O Índice de Confiança Empresarial da Fundação Getulio Vargas (FGV) chegou a 97,1 pontos em dezembro, no maior nível desde janeiro. Em novembro, o índice estava em 95,6 pontos.

O índice que mede a percepção corrente dos empresários subiu 1,7 ponto, para 94,5 pontos, o maior nível desde abril de 2014 (96,5 pontos). O Índice de Expectativas se manteve relativamente estável ao recuar 0,1 ponto, para 100,1 pontos, permanecendo em nível considerado neutro (nem pessimista nem otimista).

Por que o índice é importante? Ele mede o sentimento dos empresários sobre a economia. Em tese, quanto mais confiantes eles estiverem, maior a probabilidade de fazerem investimentos e contratações.

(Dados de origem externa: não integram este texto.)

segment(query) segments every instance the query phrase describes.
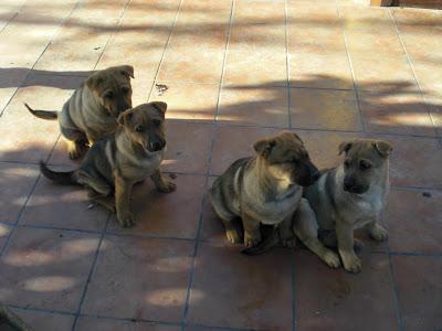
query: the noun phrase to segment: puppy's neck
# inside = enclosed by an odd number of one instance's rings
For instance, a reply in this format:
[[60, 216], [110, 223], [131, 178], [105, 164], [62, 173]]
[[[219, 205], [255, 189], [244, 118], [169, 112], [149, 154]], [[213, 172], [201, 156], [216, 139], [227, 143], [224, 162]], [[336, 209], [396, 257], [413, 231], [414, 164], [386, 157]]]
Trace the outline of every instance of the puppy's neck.
[[259, 190], [262, 192], [265, 201], [283, 200], [290, 197], [294, 193], [297, 185], [294, 185], [288, 180], [282, 180], [272, 175], [267, 171], [265, 160], [256, 158], [252, 172], [256, 179]]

O que dizem os analistas? “A percepção dos empresários sobre a situação atual dos negócios avançou para o maior patamar desde 2014, mas ainda abaixo dos níveis considerados ‘normais’. Já as expectativas se mantiveram em 100 pontos, com uma acomodação no comércio, pós-liberação do FGTS, e um forte otimismo do setor da construção”, afirma Viviane Seda Bittencourt, coordenadora das Sondagens da FGV Ibre (Instituto Brasileiro de Economia).

Viviane, porém, faz uma ressalva: “Os sinais são favoráveis para 2020, mas a continuidade da recuperação depende da redução da incerteza, que ainda se mantém em nível elevado, para que as empresas voltem a investir.”

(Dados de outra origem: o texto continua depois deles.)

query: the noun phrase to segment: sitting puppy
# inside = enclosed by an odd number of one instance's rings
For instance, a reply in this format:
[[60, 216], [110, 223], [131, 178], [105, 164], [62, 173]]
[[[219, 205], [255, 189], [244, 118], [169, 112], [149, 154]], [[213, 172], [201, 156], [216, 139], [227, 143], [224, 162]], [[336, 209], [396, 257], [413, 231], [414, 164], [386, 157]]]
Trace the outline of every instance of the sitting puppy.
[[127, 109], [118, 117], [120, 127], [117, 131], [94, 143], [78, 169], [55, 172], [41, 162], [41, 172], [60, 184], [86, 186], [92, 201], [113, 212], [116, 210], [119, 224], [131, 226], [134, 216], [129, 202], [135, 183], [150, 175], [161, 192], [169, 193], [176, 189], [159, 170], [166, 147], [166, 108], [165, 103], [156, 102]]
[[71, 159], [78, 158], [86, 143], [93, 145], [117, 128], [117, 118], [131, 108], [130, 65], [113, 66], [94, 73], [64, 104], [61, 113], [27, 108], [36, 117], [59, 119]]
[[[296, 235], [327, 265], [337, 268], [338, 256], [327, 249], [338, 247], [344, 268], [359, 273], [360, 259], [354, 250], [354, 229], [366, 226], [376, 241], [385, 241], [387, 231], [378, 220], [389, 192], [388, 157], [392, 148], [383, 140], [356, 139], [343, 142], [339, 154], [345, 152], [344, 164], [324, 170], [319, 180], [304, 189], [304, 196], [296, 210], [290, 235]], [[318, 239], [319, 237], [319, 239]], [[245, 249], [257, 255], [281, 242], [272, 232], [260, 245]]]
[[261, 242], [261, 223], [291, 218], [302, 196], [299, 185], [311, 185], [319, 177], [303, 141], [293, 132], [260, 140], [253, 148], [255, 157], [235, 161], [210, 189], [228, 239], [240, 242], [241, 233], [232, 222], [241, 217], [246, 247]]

Qual a metodologia? O Índice de Confiança Empresarial consolida os índices de confiança dos quatro setores cobertos pelas sondagens empresariais da FGV Ibre: Indústria, Serviços, Comércio e Construção.

Como foi o desempenho por setor? Em dezembro, houve melhora na confiança de todos os setores que compõem o Índice de Confiança Empresarial. A confiança da Indústria subiu 3,2 pontos no mês e fechou o ano em 99,5 pontos. A confiança da Construção, que vem crescendo desde o fim do segundo trimestre de 2019 (à exceção de setembro), atingiu 92,3 pontos, o maior nível desde junho de 2014. A confiança no setor de Serviços passou de 95 pontos em novembro para 96,1 pontos; e a do Comercio ficou em 98,1 pontos.